A Thursday morning coffee rush like no other.

By Eleni LevreaultPublished 3 years ago 6 min read
2
Figaro Coffee House

The early morning rush for caffeine always has its casualties.

Seven AM on the dot, and the man in the white hat is about to cross the café’s snowy threshold. Another man, politely sitting on the sidewalk dressed in a dark old jacket and smelling of sweat, stands to hold the door open.

“Mighty kind of you,” the man in the white hat says and he hands the man a five-dollar bill. Kindness is currency, but money gets food in your belly.

The bustling café is all steamed milk and espresso, and immediately the man could tell there were new hands behind the bar. He steps neatly out of the way of a young barista bustling to hand a sitting customer her almond milk cappuccino.

“Sorry!” she chimes at him as she places the mug on the booth’s table, leaving foam to collect on its surface.

The man smiles and nods, opting to keep his white hat safely on his head until he found a place to sit. The new proprietor of the cappuccino gracefully stands from her minuscule booth. Out of nowhere, the barista returns to wipe the table before he can sit and knocks the expensive beverage to the floor.

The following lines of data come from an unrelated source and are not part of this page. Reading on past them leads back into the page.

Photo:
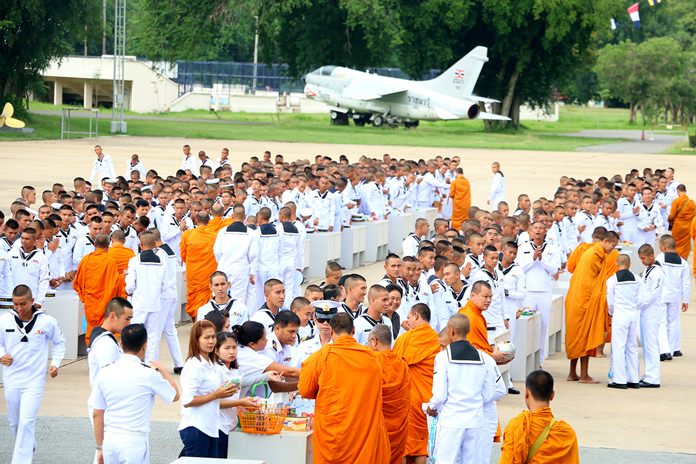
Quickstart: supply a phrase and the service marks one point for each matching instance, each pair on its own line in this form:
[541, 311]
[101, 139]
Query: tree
[533, 45]
[34, 33]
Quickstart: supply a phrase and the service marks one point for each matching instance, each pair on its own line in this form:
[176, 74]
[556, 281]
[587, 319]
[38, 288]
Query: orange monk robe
[418, 348]
[346, 380]
[560, 447]
[585, 304]
[680, 217]
[574, 256]
[96, 282]
[396, 398]
[460, 192]
[478, 331]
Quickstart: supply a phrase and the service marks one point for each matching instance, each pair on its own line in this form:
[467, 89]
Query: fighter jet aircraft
[379, 100]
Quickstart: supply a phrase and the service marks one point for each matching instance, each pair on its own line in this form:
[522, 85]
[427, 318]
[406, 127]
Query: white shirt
[461, 384]
[539, 273]
[237, 310]
[235, 249]
[126, 391]
[191, 163]
[622, 294]
[146, 279]
[364, 324]
[103, 350]
[102, 169]
[30, 269]
[198, 378]
[30, 358]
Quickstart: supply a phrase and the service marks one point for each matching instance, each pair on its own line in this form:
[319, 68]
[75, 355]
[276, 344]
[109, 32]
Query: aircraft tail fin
[459, 80]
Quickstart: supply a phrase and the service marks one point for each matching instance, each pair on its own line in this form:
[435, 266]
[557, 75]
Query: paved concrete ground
[633, 423]
[68, 440]
[632, 145]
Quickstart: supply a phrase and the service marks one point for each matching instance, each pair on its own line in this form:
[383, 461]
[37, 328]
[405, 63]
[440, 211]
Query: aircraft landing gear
[378, 120]
[339, 119]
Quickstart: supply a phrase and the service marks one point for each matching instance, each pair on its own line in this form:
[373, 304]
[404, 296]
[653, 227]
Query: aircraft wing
[362, 89]
[492, 116]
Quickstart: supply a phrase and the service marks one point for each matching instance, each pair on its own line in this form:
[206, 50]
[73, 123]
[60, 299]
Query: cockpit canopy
[324, 71]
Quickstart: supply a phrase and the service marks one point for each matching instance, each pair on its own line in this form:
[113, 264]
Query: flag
[633, 13]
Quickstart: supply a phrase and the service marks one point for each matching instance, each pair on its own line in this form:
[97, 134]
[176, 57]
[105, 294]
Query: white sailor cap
[325, 309]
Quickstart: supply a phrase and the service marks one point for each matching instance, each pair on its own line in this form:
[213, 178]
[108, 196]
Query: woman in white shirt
[201, 392]
[226, 351]
[252, 363]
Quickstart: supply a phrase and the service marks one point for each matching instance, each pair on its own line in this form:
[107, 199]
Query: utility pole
[256, 56]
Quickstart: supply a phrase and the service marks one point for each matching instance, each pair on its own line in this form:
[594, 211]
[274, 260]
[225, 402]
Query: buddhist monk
[681, 216]
[460, 192]
[345, 378]
[560, 446]
[119, 252]
[396, 390]
[418, 347]
[582, 247]
[97, 281]
[585, 307]
[197, 253]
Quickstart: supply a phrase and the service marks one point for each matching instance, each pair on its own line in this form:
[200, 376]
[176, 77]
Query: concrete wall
[146, 89]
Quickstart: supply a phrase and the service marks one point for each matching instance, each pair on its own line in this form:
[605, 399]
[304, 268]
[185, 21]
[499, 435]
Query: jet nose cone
[310, 91]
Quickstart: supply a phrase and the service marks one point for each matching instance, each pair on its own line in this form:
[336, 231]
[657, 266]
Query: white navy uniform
[622, 298]
[24, 380]
[291, 248]
[238, 312]
[126, 391]
[675, 291]
[490, 410]
[364, 324]
[647, 216]
[323, 208]
[539, 282]
[146, 280]
[171, 233]
[652, 310]
[608, 223]
[410, 245]
[191, 163]
[168, 302]
[462, 382]
[495, 315]
[136, 167]
[264, 316]
[497, 190]
[104, 349]
[102, 169]
[5, 280]
[584, 218]
[515, 288]
[282, 354]
[132, 240]
[30, 269]
[268, 261]
[235, 249]
[84, 245]
[628, 218]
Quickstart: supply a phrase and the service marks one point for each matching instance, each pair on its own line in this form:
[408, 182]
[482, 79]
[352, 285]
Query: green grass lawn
[315, 128]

“Don’t worry about it,” the lady in business attire says through bright red lips and curly hair. She seems hurried and strides out the door and into the streets without looking back.

The man smiles quietly to himself as he plops heavily onto the padded seat. He frowns as he feels a sharp corner digging into his right thigh. Confused, he palpates the seat blindly until he pulls a nondescript black notebook from within the booth seat’s cushions.

“What on Earth?” he mumbles as he thumbs open the front cover.

Just then, the innocent barista returns to take his order. He startles guiltily and shuts the book.

“Just a black coffee for me, please,” he says with a wide smile. He leaves a five-dollar bill on the table and tells her to keep the change. Once the coffee is securely placed on the table, he takes off his white hat and returns his attention to the mysterious black notebook.

He is a curious man. That is what has led him to be so good at his profession, his inquisitive nature and propensity for meticulously thought-out judgments.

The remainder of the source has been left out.